§ 13. Mr. ColvinTo ask the Secretary of State for Foreign and Commonwealth Affairs how many visits by Foreign and Commonweatlh Office officials have been made to Bophuthatswana over the last decade.
§ Mrs. ChalkerBritish embassy officials pay regular visits to all the South African homelands, including Bophuthatswana. The details of individual visits are not recorded.
§ Mr. ColvinWill my right hon. Friend acknowledge that because it is politically difficult for Ministers to visit Bophuthatswana, it is even more important for their officials to do so to bear out what hon. Members have been reporting for years, which is that this is a rare example of an African multi-racial democracy—[interruption.]— which is attempting to stand on its own two feet economically, which is more than can be said for the front-line states? It is, therefore, a model of what we would like to see the Republic of South Africa become. [Interruption.]

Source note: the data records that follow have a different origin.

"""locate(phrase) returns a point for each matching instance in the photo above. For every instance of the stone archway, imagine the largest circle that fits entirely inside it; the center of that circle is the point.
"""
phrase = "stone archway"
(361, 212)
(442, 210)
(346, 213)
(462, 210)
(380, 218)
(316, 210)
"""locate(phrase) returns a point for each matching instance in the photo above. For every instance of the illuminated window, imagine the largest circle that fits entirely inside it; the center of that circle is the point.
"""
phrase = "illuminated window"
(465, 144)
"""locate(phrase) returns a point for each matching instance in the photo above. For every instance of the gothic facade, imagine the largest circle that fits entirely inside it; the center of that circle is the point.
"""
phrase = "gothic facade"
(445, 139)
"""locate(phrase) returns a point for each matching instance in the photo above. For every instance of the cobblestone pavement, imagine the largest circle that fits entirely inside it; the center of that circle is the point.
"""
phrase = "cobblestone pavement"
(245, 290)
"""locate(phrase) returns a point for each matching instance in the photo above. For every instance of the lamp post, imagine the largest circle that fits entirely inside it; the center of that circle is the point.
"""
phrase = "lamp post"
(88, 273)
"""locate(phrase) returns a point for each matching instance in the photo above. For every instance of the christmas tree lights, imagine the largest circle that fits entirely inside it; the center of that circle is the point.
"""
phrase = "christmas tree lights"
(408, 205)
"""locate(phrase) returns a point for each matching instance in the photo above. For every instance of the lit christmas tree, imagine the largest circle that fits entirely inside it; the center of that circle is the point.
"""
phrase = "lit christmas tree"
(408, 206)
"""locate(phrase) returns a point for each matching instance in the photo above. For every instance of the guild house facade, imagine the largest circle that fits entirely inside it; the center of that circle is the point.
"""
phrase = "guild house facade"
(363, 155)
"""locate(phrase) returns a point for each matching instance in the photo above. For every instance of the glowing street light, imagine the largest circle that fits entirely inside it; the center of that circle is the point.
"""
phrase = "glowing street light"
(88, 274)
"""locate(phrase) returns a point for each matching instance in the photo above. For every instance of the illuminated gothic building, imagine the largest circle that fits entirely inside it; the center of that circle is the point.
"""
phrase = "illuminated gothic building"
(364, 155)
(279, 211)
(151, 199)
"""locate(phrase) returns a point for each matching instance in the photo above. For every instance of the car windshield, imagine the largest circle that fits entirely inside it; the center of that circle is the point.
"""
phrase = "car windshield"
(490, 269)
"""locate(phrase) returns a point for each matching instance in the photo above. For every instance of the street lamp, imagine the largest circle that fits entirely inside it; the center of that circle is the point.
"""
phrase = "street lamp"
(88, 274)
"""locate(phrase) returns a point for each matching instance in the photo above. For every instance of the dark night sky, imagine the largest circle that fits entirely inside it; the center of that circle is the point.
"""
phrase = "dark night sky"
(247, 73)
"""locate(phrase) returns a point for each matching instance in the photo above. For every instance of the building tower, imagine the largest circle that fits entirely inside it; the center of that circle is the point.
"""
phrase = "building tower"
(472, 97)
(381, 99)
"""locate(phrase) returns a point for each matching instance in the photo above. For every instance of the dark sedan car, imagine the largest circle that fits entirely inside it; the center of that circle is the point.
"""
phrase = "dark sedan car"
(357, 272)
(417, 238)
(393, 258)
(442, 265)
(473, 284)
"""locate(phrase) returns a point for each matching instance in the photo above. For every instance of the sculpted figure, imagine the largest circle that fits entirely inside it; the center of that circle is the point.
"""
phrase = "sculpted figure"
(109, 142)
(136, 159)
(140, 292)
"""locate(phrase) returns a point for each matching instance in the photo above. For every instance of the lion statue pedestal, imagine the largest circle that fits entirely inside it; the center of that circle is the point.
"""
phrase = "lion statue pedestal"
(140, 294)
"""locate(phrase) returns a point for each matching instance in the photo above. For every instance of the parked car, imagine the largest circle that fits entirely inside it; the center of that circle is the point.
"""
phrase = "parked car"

§ Mr. SpeakerOrder. We often hear things in this House with which we disagree.
§ Mrs. ChalkerWe recognise what my hon. Friend says—that it appears that apartheid as practised elsewhere in South Africa is not practised in Bophuthatswana—and in that sense the South African Government have something to learn from Bophuthatswana. That does not alter the fact that the whole creation and existence of that homeland is itself an expression of the apartheid that the South African Government forced on it, and nothing that anybody says, here or in Bophuthatswana, will alter that situation.